Pour la dernière soirée du festival, le Stabat Mater alterne avec le dernier chef-d’œuvre de Rossini, la Petite Messe Solennelle. Celle-ci est donnée cette année dans sa version orchestrale, que le compositeur se résolut à écrire pour prévenir toute tentative de récupération et de spéculation.

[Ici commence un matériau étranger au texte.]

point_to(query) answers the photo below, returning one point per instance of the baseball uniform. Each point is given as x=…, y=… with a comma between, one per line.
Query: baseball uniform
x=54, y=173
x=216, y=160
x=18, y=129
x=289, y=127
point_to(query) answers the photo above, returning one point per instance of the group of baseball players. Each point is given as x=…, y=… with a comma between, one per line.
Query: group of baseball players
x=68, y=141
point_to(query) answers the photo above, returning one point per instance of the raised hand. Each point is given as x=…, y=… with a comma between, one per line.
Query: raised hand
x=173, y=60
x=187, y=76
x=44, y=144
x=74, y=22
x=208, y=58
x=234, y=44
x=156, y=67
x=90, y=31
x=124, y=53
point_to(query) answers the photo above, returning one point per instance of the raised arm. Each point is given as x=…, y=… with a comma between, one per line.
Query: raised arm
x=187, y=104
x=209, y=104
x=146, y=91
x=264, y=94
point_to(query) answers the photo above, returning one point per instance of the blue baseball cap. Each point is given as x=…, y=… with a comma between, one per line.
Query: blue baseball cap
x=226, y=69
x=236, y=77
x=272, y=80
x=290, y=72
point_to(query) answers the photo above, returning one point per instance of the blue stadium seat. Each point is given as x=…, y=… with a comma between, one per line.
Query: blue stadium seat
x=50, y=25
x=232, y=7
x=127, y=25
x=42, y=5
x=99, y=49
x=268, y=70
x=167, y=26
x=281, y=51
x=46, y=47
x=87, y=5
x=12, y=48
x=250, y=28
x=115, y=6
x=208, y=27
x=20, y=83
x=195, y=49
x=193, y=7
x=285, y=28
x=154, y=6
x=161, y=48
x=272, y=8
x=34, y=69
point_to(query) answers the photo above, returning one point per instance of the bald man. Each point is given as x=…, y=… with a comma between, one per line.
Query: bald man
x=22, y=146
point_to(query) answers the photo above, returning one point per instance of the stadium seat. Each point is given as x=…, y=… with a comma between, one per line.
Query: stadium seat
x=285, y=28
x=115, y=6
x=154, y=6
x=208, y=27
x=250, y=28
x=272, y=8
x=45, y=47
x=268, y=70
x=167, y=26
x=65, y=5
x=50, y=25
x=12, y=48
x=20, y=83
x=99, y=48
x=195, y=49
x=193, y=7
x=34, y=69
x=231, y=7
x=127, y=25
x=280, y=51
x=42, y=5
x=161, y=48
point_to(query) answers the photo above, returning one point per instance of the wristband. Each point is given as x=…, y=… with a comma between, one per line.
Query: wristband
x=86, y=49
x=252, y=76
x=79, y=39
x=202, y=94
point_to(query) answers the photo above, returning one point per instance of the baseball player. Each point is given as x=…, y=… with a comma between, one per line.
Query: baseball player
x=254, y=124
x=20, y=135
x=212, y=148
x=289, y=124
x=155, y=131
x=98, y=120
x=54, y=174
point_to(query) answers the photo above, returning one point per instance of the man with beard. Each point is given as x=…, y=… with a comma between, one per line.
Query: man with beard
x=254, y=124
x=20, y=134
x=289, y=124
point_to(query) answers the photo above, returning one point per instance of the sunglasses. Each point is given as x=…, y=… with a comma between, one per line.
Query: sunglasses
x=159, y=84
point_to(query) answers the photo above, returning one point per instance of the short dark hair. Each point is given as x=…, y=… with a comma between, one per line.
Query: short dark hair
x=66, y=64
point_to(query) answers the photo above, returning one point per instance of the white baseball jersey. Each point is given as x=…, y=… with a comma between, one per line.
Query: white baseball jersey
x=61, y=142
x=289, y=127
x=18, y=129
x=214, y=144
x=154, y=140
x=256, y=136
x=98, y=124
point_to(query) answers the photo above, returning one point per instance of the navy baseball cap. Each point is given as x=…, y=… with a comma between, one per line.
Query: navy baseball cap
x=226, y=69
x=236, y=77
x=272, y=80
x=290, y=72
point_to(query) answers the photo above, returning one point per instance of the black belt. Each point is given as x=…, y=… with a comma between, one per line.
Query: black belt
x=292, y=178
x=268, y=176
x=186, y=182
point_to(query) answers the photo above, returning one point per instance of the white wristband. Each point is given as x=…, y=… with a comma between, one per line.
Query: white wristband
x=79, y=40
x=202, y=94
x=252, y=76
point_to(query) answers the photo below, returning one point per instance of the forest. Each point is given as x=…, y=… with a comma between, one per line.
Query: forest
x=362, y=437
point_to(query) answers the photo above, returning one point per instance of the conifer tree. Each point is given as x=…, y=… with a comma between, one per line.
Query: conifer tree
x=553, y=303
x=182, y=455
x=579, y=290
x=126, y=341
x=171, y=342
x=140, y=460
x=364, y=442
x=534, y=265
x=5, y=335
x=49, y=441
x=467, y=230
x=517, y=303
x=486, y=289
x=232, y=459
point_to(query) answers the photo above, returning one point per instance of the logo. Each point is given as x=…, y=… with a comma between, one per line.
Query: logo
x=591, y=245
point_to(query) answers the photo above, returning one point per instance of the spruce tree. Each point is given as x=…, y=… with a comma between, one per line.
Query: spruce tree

Le nom de Michele Mariotti a servi d’appel, et sans avoir fait le plein – car une vidéoprojection publique a lieu en direct sur la grand place, face à la mairie – la salle du Vitrifrigo rassemble une assistance au sein de laquelle les Pésarais sont venus pour une fois en nombre. L’enfant du pays dirige l’Orchestre Symphonique National de la RAI, et passées les premières mesures, où le son semble brièvement se chercher, le festin sonore escompté sera complet, tant au pied de la scène que sur le plateau où, avant l’entrée des solistes, se sont installés sur trois rangs les cinquante membres du chœur Teatro Ventidio Basso.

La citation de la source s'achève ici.